Pourtant pas facile de s’organiser, quand seulement une ou deux femmes par groupement savent lire et écrire. Pas simple non plus d’indiquer l’adresse de l’organisation quand on n’a pas encore de locaux. « Sous le premier acacia à gauche après le virage à la pharmacie » n’est pas toujours jugé satisfaisant par les autorités et administrations diverses. Pas évident du tout quand le village n’a pas d’électricité, service postal, cybercafé … et possède une seule ligne téléphonique en surcharge chronique…Mais les groupements décident néanmoins de désigner, outre leur présidente, secrétaire et trésorière, une attachée de presse, « personne responsable de l’information et de la communication ! » Excellent.
Pour les quatre réunions pendant mon séjour, une trentaine de femmes étaient présentes chaque fois, convoquées par des voies « internes » très performantes. Et d’autres se sont annoncées, toutes impatientes de verser leur cotisation, recevoir leur nouveau cahier personnel de gestion, emporter les nouveaux sacs de 25 kg imprimés d’une belle image et étiquette MALOKADI (= Le Bon Riz) prêts à l’emploi.
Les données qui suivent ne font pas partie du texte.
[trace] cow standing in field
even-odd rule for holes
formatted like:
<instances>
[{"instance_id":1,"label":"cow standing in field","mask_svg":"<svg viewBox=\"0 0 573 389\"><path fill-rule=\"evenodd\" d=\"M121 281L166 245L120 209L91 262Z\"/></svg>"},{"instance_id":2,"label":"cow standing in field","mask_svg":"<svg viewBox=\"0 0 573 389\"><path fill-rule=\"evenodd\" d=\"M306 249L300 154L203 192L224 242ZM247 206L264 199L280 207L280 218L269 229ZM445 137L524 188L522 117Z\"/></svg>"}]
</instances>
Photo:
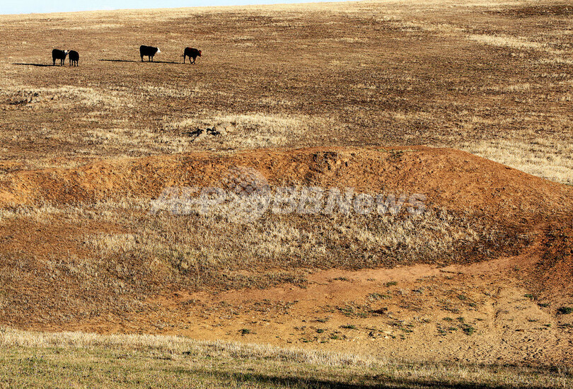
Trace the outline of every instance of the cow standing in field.
<instances>
[{"instance_id":1,"label":"cow standing in field","mask_svg":"<svg viewBox=\"0 0 573 389\"><path fill-rule=\"evenodd\" d=\"M79 61L79 54L75 50L70 50L68 53L68 58L69 58L69 66L77 66L78 61Z\"/></svg>"},{"instance_id":2,"label":"cow standing in field","mask_svg":"<svg viewBox=\"0 0 573 389\"><path fill-rule=\"evenodd\" d=\"M60 66L63 66L64 61L66 60L66 56L68 55L68 50L59 50L57 49L52 50L52 60L54 62L54 65L56 65L56 59L59 59Z\"/></svg>"},{"instance_id":3,"label":"cow standing in field","mask_svg":"<svg viewBox=\"0 0 573 389\"><path fill-rule=\"evenodd\" d=\"M185 52L183 52L183 63L185 63L185 59L187 57L189 57L189 63L190 64L195 64L195 58L197 57L201 57L201 50L197 50L197 49L194 49L192 47L185 47ZM191 62L191 59L193 59L193 62Z\"/></svg>"},{"instance_id":4,"label":"cow standing in field","mask_svg":"<svg viewBox=\"0 0 573 389\"><path fill-rule=\"evenodd\" d=\"M145 46L141 45L139 47L139 55L141 56L141 62L143 62L143 57L149 57L150 62L153 62L154 61L154 56L158 53L161 52L161 50L159 50L159 47L154 47L152 46Z\"/></svg>"}]
</instances>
Quand finalement il a fallu « demander la route » et quitter la vallée, je retiens difficilement l’envie de crier : « Bonne route à vous aussi, Germaine, Eugénie, Fatimata et toutes les soeurs. Bon vent à cette grande marche des femmes burkinabè, vers une autonomie personnelle, locale et nationale : souveraineté alimentaire, développement endogène et travail dans la dignité ».
Leurs silhouettes, droites comme des caryatides grecques, portant - comme leurs lourds sacs de riz - l’espoir d’un peuple et d’une région sur leurs têtes magnifiques, s’estompent à l’horizon, gravées dans ma mémoire.
Aujourd’hui, au moment où nous publions ces lignes, deux camions par semaine quittent Nyassan pour Koudougou où la population apprécie beaucoup ce riz, le bien nommé (en jula) : « anyogontè » (qui n’a pas son pareil).